Dimanche 14 octobre 2018

Lancée le 30 mars dernier, à l’occasion de la Journée de la terre, la « grande marche du retour » se poursuit dans la bande de Gaza et semble bien être sur le point de s’étendre vers la Cisjordanie occupée. La 29ème marche du vendredi 12/10 s’est achevée par un massacre perpétré par les sionistes, une fois encore, avec l’exécution de 7 manifestants. Près de 300 blessés, dont certains gravement atteints par des balles explosives, ont été transportés par des ambulances, ciblées également par les soldats sionistes.

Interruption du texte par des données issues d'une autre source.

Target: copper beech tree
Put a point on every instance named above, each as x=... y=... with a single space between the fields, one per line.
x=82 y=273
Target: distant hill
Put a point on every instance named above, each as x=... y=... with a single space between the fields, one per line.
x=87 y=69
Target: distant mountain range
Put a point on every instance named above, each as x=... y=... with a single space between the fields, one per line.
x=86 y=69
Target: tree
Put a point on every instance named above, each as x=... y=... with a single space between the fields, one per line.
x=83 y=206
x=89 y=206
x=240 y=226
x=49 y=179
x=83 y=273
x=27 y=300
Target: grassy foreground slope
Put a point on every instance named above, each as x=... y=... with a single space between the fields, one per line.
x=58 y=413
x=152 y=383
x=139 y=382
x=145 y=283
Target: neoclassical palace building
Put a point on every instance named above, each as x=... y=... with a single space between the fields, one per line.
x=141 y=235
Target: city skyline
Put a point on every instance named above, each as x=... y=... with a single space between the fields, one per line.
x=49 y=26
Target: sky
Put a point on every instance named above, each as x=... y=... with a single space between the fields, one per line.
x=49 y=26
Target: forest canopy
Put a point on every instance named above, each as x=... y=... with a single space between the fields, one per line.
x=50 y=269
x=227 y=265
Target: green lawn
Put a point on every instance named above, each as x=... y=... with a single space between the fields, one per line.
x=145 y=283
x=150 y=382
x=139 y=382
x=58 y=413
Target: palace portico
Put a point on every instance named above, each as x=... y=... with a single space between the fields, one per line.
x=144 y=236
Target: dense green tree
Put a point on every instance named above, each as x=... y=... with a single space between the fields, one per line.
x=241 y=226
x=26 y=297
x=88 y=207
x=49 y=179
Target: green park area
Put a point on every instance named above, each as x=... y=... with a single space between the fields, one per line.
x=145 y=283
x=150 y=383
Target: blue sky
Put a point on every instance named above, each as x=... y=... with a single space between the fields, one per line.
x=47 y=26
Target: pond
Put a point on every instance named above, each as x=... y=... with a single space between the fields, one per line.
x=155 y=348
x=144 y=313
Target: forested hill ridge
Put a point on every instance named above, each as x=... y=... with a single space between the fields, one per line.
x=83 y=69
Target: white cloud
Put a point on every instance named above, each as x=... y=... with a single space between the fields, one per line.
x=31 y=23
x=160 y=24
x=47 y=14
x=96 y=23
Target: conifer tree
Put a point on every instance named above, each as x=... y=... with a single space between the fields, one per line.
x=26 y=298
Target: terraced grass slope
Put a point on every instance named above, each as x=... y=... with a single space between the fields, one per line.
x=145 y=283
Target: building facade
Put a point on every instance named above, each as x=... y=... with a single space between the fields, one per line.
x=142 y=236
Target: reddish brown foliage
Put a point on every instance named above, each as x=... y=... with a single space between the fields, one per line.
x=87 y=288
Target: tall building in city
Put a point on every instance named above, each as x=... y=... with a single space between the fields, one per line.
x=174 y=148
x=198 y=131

La « grande marche du retour » a dévoilé toute la brutalité, la cruauté, le racisme et l’arrogance de l’entité d’occupation, mais aussi sa faiblesse, son instabilité politique, sa lâcheté et sa veulerie. Lorsque des dizaines de milliers de Palestiniens de tous âges se retrouvent une fois par semaine, pendant quelques heures, à proximité des barrières installées par les sionistes séparant ce qu’ils ont volé de ce qui ne l’est pas, pour manifester pacifiquement (sans armes à feu) et réclamer leur droit à retourner dans leur pays volé et leur droit à vivre dignement sans blocus, les soldats sionistes tirent, blessent, estropient, tuent et dansent de joie lorsqu’ils visent des enfants âgés de 12 ans ou des secouristes. C’est la scène renouvelée chaque semaine, depuis le 30 mars aux yeux du monde, scène à laquelle se sont ajoutées les scènes hebdomadaires maritimes, qui veulent briser le blocus meurtrier instauré depuis 12 ans sur près de deux millions d’êtres humains, blocus accepté ou encouragé par la communauté internationale.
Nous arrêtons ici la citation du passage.